A climate of technical and scientific partnership progressively evolved between the national teams who recognized the need for a concertation mechanism for the efficient management of their common resource.
Indeed, to date, none of the three countries is able to control the identified transboundary risks in isolation. Moreover, there is no platform available to guide and advise them on the definition and monitoring of the implementation of a concerted management strategy for transboundary aquifers.
The other countries (Algeria, Benin, Burkina Faso, Mali, and Mauritania) sharing the water resources of the Taoudéni/Tanezrouft Aquifer System have joined those (Mali, Niger, and Nigeria) of the Iullemeden Aquifer System because the two aquifer systems constitute a single system (called "Iullemeden-Taoudeni/Tanezrouft Aquifer System SAIT" or in English "Iullemeden-Taoudeni/Tanezrouft Aquifer System ITTAS").
The countries are confronted with the same transboundary risks and are evolving in the same agro-climatic context. The GEF's TDA/SAP (Transboundary Diagnostic Analysis/) approach will soon be applied to the Senegal-Mauritania Aquifer System (Gambia, Guinea-Bissau, Mauritania, Senegal) drained by the flows of the two rivers, Senegal and Gambia.

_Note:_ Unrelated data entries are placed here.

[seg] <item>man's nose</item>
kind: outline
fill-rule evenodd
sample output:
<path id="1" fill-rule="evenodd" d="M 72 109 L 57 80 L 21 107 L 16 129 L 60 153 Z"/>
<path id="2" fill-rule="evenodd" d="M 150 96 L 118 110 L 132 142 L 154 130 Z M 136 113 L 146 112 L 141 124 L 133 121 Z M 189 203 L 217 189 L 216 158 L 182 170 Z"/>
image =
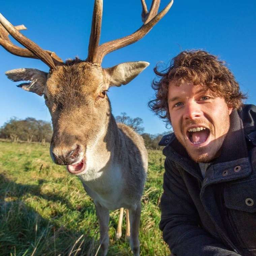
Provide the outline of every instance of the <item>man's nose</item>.
<path id="1" fill-rule="evenodd" d="M 185 120 L 193 120 L 202 116 L 202 110 L 200 104 L 194 100 L 188 102 L 185 106 L 184 118 Z"/>
<path id="2" fill-rule="evenodd" d="M 51 156 L 57 164 L 67 165 L 72 164 L 79 160 L 81 147 L 76 144 L 72 147 L 51 147 Z"/>

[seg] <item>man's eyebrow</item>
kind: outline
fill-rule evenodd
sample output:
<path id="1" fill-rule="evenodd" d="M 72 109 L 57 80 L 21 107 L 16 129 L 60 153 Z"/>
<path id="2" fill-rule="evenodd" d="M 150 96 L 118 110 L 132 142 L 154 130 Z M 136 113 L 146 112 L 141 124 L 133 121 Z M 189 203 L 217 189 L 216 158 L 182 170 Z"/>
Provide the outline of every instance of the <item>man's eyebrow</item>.
<path id="1" fill-rule="evenodd" d="M 201 89 L 199 89 L 198 91 L 196 92 L 195 93 L 195 94 L 197 94 L 198 93 L 200 93 L 201 92 L 205 92 L 208 90 L 208 88 L 202 88 Z M 175 96 L 175 97 L 173 97 L 170 99 L 169 99 L 168 100 L 168 102 L 172 102 L 173 101 L 175 101 L 176 100 L 179 100 L 180 99 L 181 99 L 181 97 L 179 96 Z"/>
<path id="2" fill-rule="evenodd" d="M 181 97 L 179 97 L 179 96 L 176 96 L 175 97 L 173 97 L 173 98 L 171 98 L 170 99 L 169 99 L 168 100 L 168 102 L 175 101 L 176 100 L 179 100 L 179 99 L 180 98 L 181 98 Z"/>
<path id="3" fill-rule="evenodd" d="M 199 89 L 198 91 L 196 92 L 195 94 L 197 94 L 198 93 L 200 93 L 202 92 L 205 92 L 208 91 L 208 89 L 207 88 L 202 88 L 201 89 Z"/>

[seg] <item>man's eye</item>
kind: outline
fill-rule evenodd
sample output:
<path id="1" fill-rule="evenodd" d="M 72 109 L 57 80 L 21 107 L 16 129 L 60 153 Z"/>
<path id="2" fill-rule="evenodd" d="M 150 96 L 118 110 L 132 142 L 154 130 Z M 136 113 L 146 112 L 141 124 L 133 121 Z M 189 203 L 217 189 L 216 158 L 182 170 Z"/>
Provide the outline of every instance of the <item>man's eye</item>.
<path id="1" fill-rule="evenodd" d="M 178 103 L 176 103 L 175 105 L 174 105 L 174 107 L 179 107 L 180 106 L 181 106 L 183 105 L 183 103 L 181 102 L 178 102 Z"/>
<path id="2" fill-rule="evenodd" d="M 207 97 L 207 96 L 204 96 L 201 98 L 200 99 L 202 100 L 206 100 L 209 99 L 210 98 L 209 97 Z"/>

This aquifer system will receive for the first time a regional study within its natural limits. Management tools (database, GIS, hydrogeological model), as well as a framework for concerted management of these water resources, have been planned.
The cooperation established over two decades ago between the OSS, UNEP and the GEF led progressively to applying its TDA/SAP approach to transboundary groundwater and setting up the Concertation Mechanism, a governance framework for these resources in the little-known aquifer systems of Africa.
[1] [1.33 in Algeria, 0.55 in Tunisia, 0.34 in Libya],
[2] By country, this exploitation is broken down as follows: 6.1 billion m3/year in Algeria, 0.72 billion m3/year in Tunisia, and 0.95 billion m3/year in Libya.